In the original post, the -ad plots indicated PM$_{2.5}$ values adjusted using coefficients from the BAM-linked calibration work.

PM$\_{2.5}$-adjusted comparison of DC1100 and Honeywell HPMA115S0
Adjusted PM$\_{2.5}$ comparison: Dylos DC1100 Pro and Honeywell HPMA115S0.
PM$\_{2.5}$-adjusted comparison of DC1100 and Plantower PMS7003
Adjusted PM$\_{2.5}$ comparison: Dylos DC1100 Pro and Plantower PMS7003.
PM$\_{2.5}$-adjusted comparison of DC1100 and Nova Fitness SDS011
Adjusted PM$\_{2.5}$ comparison: Dylos DC1100 Pro and Nova Fitness SDS011.

What this campaign adds beyond the BAM page

The earlier Low-Cost PM$_{2.5}$ Sensors page is the better place for the strict reference-station calibration story.
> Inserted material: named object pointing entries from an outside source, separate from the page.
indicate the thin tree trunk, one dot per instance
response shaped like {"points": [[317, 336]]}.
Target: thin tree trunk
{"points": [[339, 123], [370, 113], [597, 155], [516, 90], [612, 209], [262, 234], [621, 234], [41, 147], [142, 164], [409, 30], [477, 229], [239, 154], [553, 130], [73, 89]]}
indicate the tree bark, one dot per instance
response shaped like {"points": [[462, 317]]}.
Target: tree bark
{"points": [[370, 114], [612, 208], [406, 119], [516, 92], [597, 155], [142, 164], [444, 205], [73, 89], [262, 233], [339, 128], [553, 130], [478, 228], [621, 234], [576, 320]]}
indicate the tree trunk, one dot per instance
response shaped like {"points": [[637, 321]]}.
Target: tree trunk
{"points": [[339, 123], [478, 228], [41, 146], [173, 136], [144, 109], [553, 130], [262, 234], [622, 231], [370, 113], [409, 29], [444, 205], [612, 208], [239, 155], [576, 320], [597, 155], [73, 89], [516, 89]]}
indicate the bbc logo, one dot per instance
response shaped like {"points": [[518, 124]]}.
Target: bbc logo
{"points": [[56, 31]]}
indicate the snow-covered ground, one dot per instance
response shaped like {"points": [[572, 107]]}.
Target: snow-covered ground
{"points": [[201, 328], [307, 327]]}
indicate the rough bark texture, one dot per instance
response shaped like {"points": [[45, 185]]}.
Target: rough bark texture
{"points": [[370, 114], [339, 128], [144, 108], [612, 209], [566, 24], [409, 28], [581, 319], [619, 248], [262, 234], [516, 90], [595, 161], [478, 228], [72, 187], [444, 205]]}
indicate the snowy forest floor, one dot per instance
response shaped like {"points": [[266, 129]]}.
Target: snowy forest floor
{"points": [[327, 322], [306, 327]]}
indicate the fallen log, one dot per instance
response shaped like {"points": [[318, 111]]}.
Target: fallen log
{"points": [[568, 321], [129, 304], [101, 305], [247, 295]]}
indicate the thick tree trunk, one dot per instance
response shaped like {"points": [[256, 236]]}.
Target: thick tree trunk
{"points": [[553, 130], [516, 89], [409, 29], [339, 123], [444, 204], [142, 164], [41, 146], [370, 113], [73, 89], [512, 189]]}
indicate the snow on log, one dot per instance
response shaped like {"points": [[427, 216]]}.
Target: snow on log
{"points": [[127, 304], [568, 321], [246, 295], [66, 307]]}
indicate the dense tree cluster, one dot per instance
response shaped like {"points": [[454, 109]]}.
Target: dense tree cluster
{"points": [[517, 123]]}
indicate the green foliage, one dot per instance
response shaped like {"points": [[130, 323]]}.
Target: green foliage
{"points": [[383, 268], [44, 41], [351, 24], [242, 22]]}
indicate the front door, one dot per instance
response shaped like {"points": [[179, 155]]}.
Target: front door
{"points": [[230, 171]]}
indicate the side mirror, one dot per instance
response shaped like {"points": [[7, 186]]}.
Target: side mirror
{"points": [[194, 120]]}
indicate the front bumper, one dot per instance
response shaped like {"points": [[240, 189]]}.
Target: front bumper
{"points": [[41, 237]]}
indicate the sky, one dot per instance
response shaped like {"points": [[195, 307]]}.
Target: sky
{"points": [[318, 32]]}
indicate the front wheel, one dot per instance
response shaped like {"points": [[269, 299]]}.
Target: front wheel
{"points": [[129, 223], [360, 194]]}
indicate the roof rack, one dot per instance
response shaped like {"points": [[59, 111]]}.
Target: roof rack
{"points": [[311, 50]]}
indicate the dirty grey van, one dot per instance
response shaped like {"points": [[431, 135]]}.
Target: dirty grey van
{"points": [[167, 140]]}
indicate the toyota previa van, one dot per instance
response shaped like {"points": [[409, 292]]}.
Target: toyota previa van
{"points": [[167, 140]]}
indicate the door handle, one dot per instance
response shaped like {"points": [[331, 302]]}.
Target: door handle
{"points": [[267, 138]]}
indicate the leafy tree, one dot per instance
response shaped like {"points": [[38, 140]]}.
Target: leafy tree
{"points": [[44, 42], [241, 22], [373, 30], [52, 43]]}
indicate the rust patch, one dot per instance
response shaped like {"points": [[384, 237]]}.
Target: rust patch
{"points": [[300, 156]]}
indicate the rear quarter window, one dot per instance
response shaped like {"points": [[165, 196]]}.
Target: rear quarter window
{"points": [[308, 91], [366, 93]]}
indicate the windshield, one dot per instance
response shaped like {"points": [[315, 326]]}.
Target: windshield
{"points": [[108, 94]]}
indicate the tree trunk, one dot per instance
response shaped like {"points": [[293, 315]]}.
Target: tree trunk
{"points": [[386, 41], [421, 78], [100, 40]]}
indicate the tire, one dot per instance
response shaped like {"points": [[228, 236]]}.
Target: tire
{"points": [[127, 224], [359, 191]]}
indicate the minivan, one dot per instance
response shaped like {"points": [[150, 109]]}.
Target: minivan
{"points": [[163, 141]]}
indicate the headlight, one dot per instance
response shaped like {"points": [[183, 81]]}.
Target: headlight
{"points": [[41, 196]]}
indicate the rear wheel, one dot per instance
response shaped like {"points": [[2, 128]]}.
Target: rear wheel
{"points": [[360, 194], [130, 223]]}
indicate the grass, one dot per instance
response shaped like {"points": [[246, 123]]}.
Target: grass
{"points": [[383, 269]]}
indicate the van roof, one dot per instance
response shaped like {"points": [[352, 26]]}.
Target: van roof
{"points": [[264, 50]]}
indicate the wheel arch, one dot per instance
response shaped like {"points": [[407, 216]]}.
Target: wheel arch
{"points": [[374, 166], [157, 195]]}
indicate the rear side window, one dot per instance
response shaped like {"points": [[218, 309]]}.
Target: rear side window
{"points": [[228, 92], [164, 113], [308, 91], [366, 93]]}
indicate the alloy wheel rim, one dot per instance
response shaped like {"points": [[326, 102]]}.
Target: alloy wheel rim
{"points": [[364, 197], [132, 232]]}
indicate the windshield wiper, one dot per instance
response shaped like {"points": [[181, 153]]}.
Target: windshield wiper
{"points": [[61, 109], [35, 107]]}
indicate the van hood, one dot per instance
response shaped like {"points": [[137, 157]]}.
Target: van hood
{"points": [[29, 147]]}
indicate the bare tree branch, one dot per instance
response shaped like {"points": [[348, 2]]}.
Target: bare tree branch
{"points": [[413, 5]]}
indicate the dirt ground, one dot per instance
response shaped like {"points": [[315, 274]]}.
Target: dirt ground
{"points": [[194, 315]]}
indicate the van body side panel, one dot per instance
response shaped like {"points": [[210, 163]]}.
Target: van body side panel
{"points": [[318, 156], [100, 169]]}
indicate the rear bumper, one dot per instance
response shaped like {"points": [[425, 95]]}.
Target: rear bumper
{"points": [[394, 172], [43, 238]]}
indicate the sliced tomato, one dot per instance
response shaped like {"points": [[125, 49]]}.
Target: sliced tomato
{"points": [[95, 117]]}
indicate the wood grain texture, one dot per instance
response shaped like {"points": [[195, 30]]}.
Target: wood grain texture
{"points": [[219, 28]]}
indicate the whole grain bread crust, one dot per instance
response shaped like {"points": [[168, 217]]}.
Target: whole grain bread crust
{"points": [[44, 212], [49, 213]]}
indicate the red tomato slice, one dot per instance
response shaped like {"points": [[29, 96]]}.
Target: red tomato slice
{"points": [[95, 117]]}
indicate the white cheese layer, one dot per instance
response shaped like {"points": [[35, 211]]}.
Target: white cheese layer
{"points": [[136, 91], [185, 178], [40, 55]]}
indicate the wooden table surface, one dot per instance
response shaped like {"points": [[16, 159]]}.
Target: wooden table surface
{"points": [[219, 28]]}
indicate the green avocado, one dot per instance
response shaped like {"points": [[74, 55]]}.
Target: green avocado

That page compares PMS7003 and SDS011 directly with the US Embassy Hanoi MetOne BAM-1020 over about 60 days.

This campaign adds a different layer:

  • More sensors operating together in the same broader field effort
  • A dedicated co-location unit rather than only one-off sensor checks
  • A mid-tier field device used as an operational anchor
  • A practical attempt to answer whether the cheap sensors move with the same air, even when absolute PM$_{2.5}$ remains uncertain
  • A preserved example of how one might build rolling co-location comparisons before formal publication

In other words, the BAM page answers: How far are these sensors from a reference?

This page answers: When multiple optical sensors are placed into the same field campaign, do they move together well enough to support interpretation?


Limits of the archived material

  • The original page used a live iframe/dashboard that no longer exists, so this reconstruction is necessarily static.
  • The current write-up combines archived posts, CSV export metadata, and memory-based campaign reconstruction, so some sensor pinning still needs verification.
  • The preserved figures emphasize DC1100-centered pairwise comparisons, not a full synchronized matrix including DC1700 and IQAir.
  • The Dylos-to-PM$_{2.5}$ conversion methods are attempts and fits, not universal physical truth.
  • The BAM comparison for Dylos was indirect in this reconstructed page; the strictest BAM work is still better represented in the earlier calibration study.
  • At least one recovered file, dust_work.csv, contains obviously bad early timestamps and should not be treated as clean campaign data without further filtering.

Takeaways

  • This was a real long-running field campaign, not just a one-day gadget comparison.
  • The campaign was valuable because it combined a dedicated co-location unit, nearby anchor devices, and an attempt to stay connected to a reference-station calibration.
  • The original “dynamic” framing is historical; the durable value now is the co-location design and the preserved static correlation figures.
  • The strongest next step is to verify the remaining file-to-sensor mappings and rebuild the campaign as a reproducible data article rather than a live dashboard.


References

  • AQ-SPEC / South Coast AQMD field evaluation for Dylos DC1100 Pro
  • MetOne BAM-1020 reference station material
  • fijnstofmeter.com Dylos validation notes
  • myhealthbeijing Dylos AQI conversion spreadsheet
  • bi2air/SDS011 Python interface for Nova Fitness SDS011 sensors
  • Original archived dynamic-correlate and dust-sensor notes from b-io.info

Draft reconstructed from archived 2019-2022 material. Live charting removed; campaign structure and preserved static figures retained.